Eugenio lideraba un grupo, destinado a liberar el sitio que hacían los ingleses sobre el alcázar. Lanzaba mandobles contra las espaldas y los costados desprotegidos de los marineros ingleses, que aún no se habían percatado de la presencia de los recién llegados. La sangre le empezó a salpicar en el uniforme y en la cara, por lo que los enemigos retrocedían al ver semejante estampa, unos ojos que emanaban fuego y una piel que pedía sangre ajena. Pero al retirarse se encontraban con más enemigos, españoles de bigotes poblados, pieles cetrinas, ojos de loco. Se podría decir muchas cosas de la armada, pero sus marineros eran capaces de provocar el miedo en los corazones del enemigo.

Pero no solo el miedo hizo claudicar los esfuerzos de los ingleses. Lo que más les hizo rendirse fue el cansancio. Llevaban horas luchando con la tripulación del Vera Cruz y ya no estaban listos para los refuerzos. Muchos iban dejando caer sus armas, mientras levantaban las manos. Los que conocían algo de español, decían un chapucero “me rindo”. Aun así, los oficiales ingleses fueron los últimos en dejar de luchar. Eugenio se dio de frente con uno de ellos. Le combinó a rendirse, pero este escupió como forma de rechazo y Eugenio le atacó. El inglés se defendió, incluso sacó a relucir una ligera esgrima, pero su ataques eran burdos, sus fintas pesadas y al final, una rápida serie de fintas y ataques de un Eugenio mucho más fresco, provocó que le ensartara con su sable. El inglés miró con ojos desorbitados el acero que lo había atravesado, cuando Eugenio lo retiraba y cayó de bruces agarrándose la sangrante herida. Los ingleses más cercanos fueron menos orgullosos que su oficial y se rindieron. 

-   ¡Son prisioneros! -gritó Eugenio, señalando a los ingleses cuando uno de sus hombres descargó un hachazo sobre la cabeza de uno de ellos-. ¡Se han rendido! ¡Señor Torres! ¡Señor Torres! 

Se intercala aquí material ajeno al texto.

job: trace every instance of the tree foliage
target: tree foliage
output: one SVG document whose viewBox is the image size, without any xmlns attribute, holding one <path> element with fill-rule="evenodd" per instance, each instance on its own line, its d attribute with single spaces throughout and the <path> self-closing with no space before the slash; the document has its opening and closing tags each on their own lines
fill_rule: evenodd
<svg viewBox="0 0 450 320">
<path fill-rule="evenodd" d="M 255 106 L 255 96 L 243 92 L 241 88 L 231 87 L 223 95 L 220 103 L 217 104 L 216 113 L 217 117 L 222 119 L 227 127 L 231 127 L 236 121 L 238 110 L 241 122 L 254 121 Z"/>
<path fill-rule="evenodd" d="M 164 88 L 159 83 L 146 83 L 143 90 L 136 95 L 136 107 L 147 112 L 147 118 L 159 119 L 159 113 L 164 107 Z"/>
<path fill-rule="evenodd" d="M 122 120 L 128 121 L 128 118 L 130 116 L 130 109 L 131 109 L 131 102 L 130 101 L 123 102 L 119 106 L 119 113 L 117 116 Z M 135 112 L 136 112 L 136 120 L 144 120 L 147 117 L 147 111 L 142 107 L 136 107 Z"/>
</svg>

-   Mi capitán -respondió el guardiamarina a su capitán, al acercarse a él. El joven muchacho había estado luchando tras los pasos del capitán, pero por las heridas de cortes, parecía que se había desecho del miedo. 

-    Haga que los hombres tomen prisioneros a los que se rindan -ordenó Eugenio-. Pero sin cuartel a los que sigan levantando el acero contra nosotros. 

-   Sí, señor. 

-   Y haga un cordón para proteger el alcázar -añadió Eugenio, al ver que estaban ante las escalas por las que se accedía al castillo-. Nos ha costado llegar aquí y el enemigo podría intentar algo. 

-   Sí, mi capitán -asintió Torres.

Eugenio les hizo señas a tres hombres que estaban cerca, todos miembros de la cuadrilla de remeros que movía su bote. Estos asintieron y le siguieron, mientras que el guardiamarina se encargaba de preparar la defensa e impedir que asesinaran a más enemigos que se habían rendido. Si los ingleses intentaban un contraataque, Torres y sus hombres se encargarían, pensó Eugenio. Aunque la verdad es que en ese momento los ingleses se estaban rindiendo y solo los más bragados aún intentaban sobrevivir luchando. Eugenio ascendió hacia el alcázar.